La cita periodística con los integrantes de Hermética era en la vieja redacción de PáginaI12 sobre la avenida Belgrano. La irrupción de Ricardo Iorio, Claudio O’Connor y Antonio Romano alteró el micro clima progre de la recepción del diario. Vestidos de cuero negro con 35 grados de calor, parecían sobreactuar cierto gesto adusto, como de inadecuación orgullosa. Cuando llegó el fotógrafo, salimos a la calle a buscar alguna locación prejuiciosamente compatible con el target metalero: algún terreno baldío, un galpón abandonado, una vieja fábrica, todas cosas que no abundaban en esa zona lindante con el centro porteño.
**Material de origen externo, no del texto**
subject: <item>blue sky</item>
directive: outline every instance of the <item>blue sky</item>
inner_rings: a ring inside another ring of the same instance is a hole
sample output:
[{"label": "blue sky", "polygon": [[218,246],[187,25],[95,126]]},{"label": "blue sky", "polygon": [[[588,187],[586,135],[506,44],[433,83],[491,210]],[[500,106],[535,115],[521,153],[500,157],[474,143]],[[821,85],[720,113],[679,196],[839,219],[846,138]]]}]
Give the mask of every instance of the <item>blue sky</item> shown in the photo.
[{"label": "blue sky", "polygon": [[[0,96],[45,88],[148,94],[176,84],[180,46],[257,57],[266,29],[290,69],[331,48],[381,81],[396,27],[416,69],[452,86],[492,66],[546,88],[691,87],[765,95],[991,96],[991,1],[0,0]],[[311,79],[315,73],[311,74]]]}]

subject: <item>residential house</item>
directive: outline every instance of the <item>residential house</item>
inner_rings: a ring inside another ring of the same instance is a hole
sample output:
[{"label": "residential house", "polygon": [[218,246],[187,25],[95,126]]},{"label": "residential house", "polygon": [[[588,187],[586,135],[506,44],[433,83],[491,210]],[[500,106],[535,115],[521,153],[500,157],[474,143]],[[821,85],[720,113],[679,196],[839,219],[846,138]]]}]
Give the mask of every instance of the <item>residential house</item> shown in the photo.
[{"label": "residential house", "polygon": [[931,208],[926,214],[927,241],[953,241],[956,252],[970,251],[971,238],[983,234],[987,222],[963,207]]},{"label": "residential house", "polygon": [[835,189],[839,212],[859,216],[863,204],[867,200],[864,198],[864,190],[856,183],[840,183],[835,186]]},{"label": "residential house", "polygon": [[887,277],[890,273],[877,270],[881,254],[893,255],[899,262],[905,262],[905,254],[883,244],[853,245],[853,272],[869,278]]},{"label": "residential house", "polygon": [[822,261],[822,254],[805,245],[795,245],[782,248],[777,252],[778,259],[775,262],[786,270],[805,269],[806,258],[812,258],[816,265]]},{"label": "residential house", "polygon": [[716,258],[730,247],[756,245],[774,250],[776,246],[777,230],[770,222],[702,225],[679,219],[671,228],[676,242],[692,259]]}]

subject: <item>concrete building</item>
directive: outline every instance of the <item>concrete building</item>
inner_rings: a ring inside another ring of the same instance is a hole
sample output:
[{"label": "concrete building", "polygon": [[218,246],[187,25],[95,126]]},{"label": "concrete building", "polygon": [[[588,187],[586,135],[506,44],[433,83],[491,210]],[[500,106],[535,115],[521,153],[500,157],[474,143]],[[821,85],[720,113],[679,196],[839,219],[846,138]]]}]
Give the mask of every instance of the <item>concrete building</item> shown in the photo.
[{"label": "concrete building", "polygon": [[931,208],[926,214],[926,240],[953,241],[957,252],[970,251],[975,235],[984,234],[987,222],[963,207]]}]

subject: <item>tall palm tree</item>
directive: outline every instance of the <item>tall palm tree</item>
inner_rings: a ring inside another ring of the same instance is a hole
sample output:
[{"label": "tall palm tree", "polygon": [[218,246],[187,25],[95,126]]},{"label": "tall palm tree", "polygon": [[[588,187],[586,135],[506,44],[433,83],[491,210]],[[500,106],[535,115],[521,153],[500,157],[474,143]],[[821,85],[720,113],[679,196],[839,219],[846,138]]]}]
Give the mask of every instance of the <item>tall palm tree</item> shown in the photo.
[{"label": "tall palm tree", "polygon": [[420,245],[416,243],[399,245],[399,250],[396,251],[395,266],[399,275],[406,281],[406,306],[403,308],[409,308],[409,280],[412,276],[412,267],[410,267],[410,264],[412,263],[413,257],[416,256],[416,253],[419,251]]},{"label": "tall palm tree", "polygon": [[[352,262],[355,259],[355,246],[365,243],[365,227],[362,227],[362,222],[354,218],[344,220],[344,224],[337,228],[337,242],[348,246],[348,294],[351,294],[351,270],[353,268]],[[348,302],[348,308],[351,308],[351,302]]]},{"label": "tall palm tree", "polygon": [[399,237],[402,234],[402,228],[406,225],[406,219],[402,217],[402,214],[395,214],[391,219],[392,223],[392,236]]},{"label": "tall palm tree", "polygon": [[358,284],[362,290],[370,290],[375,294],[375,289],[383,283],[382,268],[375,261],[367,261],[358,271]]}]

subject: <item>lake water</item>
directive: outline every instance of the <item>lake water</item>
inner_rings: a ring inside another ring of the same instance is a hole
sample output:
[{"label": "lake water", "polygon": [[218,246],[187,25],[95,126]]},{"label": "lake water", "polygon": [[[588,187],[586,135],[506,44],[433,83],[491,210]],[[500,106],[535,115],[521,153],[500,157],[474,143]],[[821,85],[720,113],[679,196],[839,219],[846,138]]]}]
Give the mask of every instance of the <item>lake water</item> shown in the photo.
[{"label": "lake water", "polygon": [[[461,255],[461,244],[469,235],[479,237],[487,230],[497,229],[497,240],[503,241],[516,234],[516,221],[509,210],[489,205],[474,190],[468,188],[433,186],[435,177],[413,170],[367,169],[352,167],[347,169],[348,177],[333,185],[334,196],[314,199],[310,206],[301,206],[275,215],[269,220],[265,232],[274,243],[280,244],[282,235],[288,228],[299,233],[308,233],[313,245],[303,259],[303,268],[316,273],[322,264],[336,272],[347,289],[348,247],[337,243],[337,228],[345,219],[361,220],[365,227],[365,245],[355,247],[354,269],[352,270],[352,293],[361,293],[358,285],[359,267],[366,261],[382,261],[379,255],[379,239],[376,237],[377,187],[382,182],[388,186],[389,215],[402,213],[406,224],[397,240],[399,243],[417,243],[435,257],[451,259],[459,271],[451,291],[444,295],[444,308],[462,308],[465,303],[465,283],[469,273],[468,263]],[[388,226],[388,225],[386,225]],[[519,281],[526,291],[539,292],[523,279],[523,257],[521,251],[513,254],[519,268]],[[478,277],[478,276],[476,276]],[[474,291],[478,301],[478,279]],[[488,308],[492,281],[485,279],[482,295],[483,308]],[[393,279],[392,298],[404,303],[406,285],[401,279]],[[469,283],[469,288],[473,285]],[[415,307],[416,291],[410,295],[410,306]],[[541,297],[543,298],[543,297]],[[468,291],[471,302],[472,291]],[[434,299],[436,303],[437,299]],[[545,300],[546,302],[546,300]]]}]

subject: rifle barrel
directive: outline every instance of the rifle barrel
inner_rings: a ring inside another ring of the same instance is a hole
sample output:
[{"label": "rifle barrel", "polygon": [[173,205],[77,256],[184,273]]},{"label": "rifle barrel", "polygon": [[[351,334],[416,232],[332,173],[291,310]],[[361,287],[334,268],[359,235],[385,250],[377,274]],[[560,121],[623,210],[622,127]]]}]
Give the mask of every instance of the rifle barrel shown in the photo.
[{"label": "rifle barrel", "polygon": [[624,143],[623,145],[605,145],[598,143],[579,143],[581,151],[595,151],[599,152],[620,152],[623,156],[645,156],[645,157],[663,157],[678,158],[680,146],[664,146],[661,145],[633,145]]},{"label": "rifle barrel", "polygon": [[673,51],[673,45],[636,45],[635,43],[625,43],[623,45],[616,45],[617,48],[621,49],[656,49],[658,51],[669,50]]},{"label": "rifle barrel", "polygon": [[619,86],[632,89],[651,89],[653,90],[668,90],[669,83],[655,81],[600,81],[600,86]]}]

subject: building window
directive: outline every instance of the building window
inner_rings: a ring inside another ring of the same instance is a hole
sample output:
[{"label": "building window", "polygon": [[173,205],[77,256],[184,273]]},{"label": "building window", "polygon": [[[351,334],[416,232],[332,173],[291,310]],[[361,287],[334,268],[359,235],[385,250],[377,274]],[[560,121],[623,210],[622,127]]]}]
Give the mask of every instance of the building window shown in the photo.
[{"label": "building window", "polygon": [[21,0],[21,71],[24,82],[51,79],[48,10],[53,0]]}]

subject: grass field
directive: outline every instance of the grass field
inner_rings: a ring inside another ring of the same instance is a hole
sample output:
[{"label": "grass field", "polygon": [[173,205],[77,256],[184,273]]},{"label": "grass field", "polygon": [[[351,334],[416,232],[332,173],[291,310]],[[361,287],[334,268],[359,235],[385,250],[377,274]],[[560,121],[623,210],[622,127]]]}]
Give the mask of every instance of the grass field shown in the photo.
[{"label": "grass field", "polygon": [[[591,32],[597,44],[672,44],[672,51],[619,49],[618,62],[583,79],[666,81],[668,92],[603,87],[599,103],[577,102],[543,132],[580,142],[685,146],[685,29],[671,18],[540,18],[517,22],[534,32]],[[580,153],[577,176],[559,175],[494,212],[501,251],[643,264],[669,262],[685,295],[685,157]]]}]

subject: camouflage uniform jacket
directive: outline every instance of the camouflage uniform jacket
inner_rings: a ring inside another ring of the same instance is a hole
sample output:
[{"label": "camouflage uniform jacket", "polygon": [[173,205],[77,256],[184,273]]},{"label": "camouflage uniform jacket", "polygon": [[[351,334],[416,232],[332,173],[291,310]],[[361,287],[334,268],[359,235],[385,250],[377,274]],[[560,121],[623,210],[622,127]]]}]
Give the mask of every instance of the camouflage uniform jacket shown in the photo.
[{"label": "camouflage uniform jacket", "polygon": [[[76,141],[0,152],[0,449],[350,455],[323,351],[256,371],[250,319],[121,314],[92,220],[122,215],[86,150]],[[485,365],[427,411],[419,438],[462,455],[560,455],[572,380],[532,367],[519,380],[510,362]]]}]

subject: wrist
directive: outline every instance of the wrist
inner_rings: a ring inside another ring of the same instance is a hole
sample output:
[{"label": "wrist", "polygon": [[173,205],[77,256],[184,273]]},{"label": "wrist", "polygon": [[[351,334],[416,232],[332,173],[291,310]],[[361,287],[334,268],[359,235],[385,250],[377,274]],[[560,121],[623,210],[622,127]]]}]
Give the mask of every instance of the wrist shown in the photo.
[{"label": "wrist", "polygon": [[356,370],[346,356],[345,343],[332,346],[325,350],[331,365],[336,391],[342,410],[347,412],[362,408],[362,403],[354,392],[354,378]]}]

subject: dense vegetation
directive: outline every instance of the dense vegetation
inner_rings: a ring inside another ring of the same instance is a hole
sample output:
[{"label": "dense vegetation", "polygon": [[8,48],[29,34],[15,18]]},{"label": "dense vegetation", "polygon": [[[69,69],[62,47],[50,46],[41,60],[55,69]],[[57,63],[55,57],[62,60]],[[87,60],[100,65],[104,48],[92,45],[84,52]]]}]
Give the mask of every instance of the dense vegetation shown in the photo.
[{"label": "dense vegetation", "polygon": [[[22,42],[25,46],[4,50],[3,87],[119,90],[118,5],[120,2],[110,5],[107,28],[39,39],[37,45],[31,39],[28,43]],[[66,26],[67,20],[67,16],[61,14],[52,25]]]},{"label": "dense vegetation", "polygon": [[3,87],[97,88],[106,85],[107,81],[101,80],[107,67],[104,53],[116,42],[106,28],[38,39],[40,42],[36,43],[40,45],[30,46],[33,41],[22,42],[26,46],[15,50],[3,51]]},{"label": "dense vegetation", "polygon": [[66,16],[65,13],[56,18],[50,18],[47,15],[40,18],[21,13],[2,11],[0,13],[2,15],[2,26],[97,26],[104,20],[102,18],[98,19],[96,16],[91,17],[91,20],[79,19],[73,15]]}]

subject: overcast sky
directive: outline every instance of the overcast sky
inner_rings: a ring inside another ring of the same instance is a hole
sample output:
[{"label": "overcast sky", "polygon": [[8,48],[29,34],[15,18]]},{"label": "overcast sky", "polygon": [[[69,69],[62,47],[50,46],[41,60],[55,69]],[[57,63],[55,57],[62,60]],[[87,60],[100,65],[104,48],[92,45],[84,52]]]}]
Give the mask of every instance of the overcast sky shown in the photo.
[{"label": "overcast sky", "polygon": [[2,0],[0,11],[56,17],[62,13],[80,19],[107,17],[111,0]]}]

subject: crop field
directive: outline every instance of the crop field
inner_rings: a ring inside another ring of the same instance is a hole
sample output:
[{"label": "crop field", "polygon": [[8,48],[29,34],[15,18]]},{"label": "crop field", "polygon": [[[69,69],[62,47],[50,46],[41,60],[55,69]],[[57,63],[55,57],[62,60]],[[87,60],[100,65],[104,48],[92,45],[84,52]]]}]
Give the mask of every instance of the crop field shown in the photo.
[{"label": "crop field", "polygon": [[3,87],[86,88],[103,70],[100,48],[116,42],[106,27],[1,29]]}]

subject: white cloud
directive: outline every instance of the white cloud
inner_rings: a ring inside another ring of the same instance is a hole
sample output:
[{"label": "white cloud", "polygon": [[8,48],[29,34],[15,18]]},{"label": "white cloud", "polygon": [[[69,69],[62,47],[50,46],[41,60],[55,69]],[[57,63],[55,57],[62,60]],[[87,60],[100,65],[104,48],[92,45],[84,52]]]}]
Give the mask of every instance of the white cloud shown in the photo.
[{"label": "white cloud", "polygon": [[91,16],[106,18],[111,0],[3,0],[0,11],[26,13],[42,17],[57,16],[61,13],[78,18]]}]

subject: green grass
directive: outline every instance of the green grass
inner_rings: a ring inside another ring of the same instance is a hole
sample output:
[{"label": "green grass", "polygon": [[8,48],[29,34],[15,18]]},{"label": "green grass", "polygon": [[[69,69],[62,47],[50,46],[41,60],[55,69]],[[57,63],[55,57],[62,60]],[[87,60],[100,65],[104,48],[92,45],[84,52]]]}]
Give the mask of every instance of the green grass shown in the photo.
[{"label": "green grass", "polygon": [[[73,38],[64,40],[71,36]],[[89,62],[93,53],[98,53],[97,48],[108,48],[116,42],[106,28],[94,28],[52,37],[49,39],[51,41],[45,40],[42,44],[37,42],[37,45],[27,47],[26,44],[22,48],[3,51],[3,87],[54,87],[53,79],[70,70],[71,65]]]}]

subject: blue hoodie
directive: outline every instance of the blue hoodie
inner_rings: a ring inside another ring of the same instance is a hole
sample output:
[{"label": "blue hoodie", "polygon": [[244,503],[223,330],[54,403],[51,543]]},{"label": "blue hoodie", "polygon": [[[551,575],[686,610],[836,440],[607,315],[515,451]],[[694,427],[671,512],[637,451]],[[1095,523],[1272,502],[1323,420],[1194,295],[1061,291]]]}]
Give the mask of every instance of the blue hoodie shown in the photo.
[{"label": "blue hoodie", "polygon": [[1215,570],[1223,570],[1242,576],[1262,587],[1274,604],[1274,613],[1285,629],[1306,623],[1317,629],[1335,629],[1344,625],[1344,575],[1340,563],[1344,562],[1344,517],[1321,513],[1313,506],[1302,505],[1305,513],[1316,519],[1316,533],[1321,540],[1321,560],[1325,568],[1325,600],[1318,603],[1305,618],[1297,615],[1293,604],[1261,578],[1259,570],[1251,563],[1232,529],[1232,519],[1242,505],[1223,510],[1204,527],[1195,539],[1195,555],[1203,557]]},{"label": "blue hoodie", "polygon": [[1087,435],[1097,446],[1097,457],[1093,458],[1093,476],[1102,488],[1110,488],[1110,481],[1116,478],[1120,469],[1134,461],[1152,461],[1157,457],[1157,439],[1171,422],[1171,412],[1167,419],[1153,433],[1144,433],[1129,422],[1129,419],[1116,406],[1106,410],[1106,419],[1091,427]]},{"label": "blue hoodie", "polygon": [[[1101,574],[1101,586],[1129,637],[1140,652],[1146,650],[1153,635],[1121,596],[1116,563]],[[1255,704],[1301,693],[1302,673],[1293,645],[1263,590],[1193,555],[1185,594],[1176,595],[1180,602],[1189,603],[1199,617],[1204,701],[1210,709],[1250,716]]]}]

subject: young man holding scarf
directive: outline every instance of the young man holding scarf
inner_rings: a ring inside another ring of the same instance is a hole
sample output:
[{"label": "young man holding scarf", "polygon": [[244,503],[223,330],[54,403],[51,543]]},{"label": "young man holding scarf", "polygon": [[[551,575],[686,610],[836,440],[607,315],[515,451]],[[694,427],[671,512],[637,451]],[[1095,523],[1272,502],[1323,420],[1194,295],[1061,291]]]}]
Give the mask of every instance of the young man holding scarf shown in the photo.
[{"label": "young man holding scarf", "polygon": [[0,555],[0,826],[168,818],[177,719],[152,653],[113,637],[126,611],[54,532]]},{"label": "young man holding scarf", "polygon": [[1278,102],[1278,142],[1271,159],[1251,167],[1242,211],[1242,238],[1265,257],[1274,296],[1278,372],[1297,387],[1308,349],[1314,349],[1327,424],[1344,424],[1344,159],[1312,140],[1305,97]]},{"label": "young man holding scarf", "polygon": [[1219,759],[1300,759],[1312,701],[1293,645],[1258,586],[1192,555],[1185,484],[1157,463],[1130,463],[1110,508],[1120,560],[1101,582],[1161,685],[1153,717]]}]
Encontramos finalmente un lugar y el fotógrafo empezó a hacer su trabajo, que consiste, desde que existe el periodismo gráfico, en generar distintas situaciones en cuanto a poses y gestos. Los músicos se mostraban reticentes, no mostraban ningún entusiasmo con las propuestas del fotógrafo, hasta que Iorio les puso un punto final a las negociaciones: “Hermética somos tres chabones parados”. Y así salió en el Suplemento No: tres chabones parados. Terminaron la brevísima “sesión” y se fueron, dejando un tendal de miradas curiosas de los transeuntes. Entre tantas camisas y corbatas, solo un pibito que trabajaba de cadete frenó su moto y les pidió un autógrafo.
Debe hacer treinta años de esta anécdota medio tonta que, sin embargo, dice algo sobre lo que representaba Iorio: era un tipo “de otro lugar”, un chabón no asimilado a ninguna idea de establishment, cualquiera fuera nuestra noción de establishment. Cargaba con un legítimo resentimiento que no disimulaba sino, más bien, exponía desembozadamente, con la gestualidad del tipo que deja ver todas sus heridas como si fueran trofeos.
En una entrevista posterior, ya como líder de Almafuerte, en un momento se puso violento y empezó a golpear la mesa mientras lanzaba insultos contra varios próceres del rock nacional (los definía como “tragaleches”). A los cinco minutos estaba haciendo chistes (que eran más heavies que los insultos) y llenando de ginebra el vaso del apichonado cronista, a quien después de dos horas de charla caótica despidió con un abrazo de oso y un “reconocimiento”: “A vos te respeto porque te viniste hasta acá en bicicleta y porque tenés apellido italiano trabajando en PáginaI12” (sobre este último punto preferí no ejercer el derecho a la repregunta).
Con el paso del tiempo, se fue haciendo más grande la brecha entre lo que decían sus mejores letras y sus intervenciones públicas. De a poco, su nacionalismo proletario y suburbano fue mutando hacia una suerte de fascismo telúrico. Empezó a hablar con un tono sentencioso y a filtrar frases campestres, como si viniera de otra época y -nuevamente- “de otro lugar”. Desvió también el blanco de su resentimiento juvenil: de los patrones en general y la policía en particular pasó a descargarse con los judíos, las mujeres, los zurdos, etc. De todos sus derrapes verbales e ideológicos hubo uno que dolió especialmente a muchos porque evidenció una mezcla de ingratitud y desclasamiento. Darío Santillán era fan de Hermética. Cuando le preguntaron a Iorio qué sentía sobre el doble asesinato en Avellaneda dijo: “se hicieron matar al pedo”.
En los últimos años, potenció su declinación en diversos frentes con una inclinación hacia el grotesco. Sus encuentros con Beto Casella, aptos para la vergüenza ajena o para el consumo irónico, resultaron un juego inocente comparado con la foto que compartió con Alejandro Biondini, imposible de digerir. El relativismo cultural que se les aplica a los artistas queridos y/o respetados había encontrado un límite.
Su muerte no lo embellece. Apenas se conoció la noticia, la reacción instintiva fue volver a escuchar “Se vos”, “El pibe tigre”, “Tu eres su seguridad”, “Presa fácil”, la playlist que lo sobrevivirá con menos contradicciones.